Almost anyone raised on a diet of "Hogan's Heroes" reruns could pull off a decent Bob Crane impression, but it takes fellow small-screen golden boy Greg Kinnear to totally embody the bankable amiability of a star who got away with murder until he himself was killed.
In "Auto-Focus," Crane rockets to fame as the star of a monumentally questionable concentration-camp comedy, even as his off-hours become equally bizarre. Indulging an unquenchable predilection for female flesh, he sacrifices home and family to a lifestyle defined by stag-party "swinging," often captured on videotape. The latter indulgence is made possible by John Carpenter (Willem Dafoe), a technological pioneer who envies Crane's pull with the ladies -- and perhaps covets the actor for himself.

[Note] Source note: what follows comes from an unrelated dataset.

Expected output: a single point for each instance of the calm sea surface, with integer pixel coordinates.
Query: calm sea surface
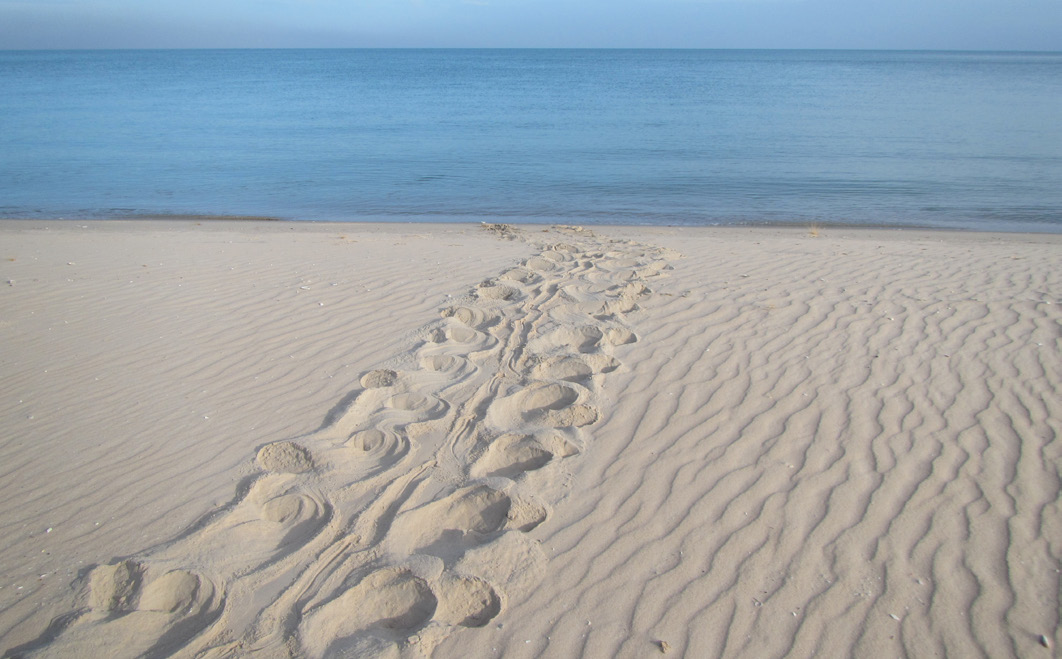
(969, 140)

The two leads replicate this perverse symbiosis with such elan that you wonder why director/co-writer Paul Schrader doesn't trust them to carry the film. Instead, he busts a number of heavy-handed moves, like switching to bleached-out cinematography and handheld camera work as Crane eventually succumbs to unemployable degeneracy. Subtle insinuation thus dispensed with, you know Schrader won't be shy about implicating Carpenter in Crane's death. Yet what "Auto-Focus" lacks in finesse, it makes up for in Kinnear's multifaceted performance, which reveals the breathtakingly cruel misogyny behind Crane's everyguy accessibility. He and Carpenter hate women almost as much as they dread not having them around.